The first line contains the positive integer n (1 ≤ n ≤ 106) — the number of pixels display should have.

Output

Print two integers — the number of rows and columns on the display.

Examples

input

8

output

2 4

input

64

output

8 8

input

5

output

1 5

input

999999

output

999 1001

Note

In the first example the minimum possible difference equals 2, so on the display should be 2 rows of 4 pixels.

In the second example the minimum possible difference equals 0, so on the display should be 8 rows of 8 pixels.

In the third example the minimum possible difference equals 4, so on the display should be 1 row of 5 pixels.

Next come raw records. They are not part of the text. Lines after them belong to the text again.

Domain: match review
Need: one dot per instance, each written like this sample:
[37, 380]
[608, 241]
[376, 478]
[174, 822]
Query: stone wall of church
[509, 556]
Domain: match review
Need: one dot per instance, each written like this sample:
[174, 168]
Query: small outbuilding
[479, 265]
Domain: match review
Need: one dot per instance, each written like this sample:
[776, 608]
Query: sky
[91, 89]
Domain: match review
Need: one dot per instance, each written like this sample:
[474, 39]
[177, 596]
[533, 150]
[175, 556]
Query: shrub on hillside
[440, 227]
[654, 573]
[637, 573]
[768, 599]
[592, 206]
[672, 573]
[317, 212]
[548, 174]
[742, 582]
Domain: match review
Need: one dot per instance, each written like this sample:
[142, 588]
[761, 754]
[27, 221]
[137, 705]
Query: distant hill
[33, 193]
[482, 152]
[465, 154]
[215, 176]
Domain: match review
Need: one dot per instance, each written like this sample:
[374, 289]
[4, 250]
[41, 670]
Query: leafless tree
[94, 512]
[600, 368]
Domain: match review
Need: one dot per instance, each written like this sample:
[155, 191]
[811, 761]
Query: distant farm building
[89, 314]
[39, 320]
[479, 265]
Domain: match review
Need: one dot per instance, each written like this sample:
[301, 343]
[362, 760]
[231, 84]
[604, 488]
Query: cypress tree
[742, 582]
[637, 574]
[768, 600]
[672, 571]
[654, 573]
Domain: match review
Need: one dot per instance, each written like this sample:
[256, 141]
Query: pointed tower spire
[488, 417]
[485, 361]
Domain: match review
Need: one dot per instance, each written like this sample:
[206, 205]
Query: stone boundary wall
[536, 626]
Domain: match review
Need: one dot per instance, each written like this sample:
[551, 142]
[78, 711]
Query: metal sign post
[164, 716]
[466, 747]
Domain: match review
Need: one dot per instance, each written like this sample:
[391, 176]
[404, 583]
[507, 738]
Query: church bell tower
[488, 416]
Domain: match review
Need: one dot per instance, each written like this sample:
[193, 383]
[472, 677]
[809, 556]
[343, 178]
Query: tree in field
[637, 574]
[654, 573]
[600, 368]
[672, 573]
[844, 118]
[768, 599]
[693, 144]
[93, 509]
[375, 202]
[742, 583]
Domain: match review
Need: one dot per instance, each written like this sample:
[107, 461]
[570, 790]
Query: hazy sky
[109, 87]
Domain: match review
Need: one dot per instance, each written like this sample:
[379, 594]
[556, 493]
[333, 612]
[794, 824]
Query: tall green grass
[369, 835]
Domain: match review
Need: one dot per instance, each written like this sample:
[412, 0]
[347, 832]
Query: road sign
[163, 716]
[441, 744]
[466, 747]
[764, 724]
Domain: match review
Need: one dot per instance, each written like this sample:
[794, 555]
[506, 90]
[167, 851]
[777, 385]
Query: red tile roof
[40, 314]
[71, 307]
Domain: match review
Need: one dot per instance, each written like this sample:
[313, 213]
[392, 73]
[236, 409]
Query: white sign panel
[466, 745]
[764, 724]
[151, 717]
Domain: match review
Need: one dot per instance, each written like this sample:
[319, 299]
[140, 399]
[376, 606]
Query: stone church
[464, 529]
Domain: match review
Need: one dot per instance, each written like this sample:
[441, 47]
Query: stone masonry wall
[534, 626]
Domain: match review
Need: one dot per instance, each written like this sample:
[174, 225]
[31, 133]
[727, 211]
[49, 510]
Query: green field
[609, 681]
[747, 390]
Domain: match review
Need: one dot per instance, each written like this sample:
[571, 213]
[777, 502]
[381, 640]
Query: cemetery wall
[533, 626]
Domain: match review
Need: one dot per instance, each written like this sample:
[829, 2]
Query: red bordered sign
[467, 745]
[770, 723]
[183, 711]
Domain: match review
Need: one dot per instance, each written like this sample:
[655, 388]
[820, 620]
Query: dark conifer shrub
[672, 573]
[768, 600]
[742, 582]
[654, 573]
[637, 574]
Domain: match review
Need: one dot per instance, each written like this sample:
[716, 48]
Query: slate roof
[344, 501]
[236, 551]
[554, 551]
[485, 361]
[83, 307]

【题目链接】:http://codeforces.com/contest/747/problem/A

【题解】



暴力枚举n的因子x

看看n/x是不是满足x<=n/x

然后记录那个差最小的就好.



【完整代码】

#include <bits/stdc++.h>
using namespace std;
#define lson l,m,rt<<1
#define rson m+1,r,rt<<1|1
#define LL long long
#define rep1(i,a,b) for (int i = a;i <= b;i++)
#define rep2(i,a,b) for (int i = a;i >= b;i--)
#define mp make_pair
#define pb push_back
#define fi first
#define se second
#define rei(x) scanf("%d",&x)
#define rel(x) scanf("%I64d",&x)

typedef pair<int,int> pii;
typedef pair<LL,LL> pll;

//const int MAXN = x;
const int dx[9] = {0,1,-1,0,0,-1,-1,1,1};
const int dy[9] = {0,0,0,-1,1,-1,1,-1,1};
const double pi = acos(-1.0);

int n;
int ma = 1e7,ansa,ansb;

int main()
{
    //freopen("F:\\rush.txt","r",stdin);
    rei(n);
    rep1(i,1,n)
    if ((n%i)==0)
    {
        int a = n/i;
        int b = i;
        if (a <= b)
        {
            if (b-a<=ma)
            {
                ma = b-a;
                ansa = a;
                ansb = b;
            }
        }
    }
    cout << ansa<<" "<<ansb<<endl;
    return 0;
}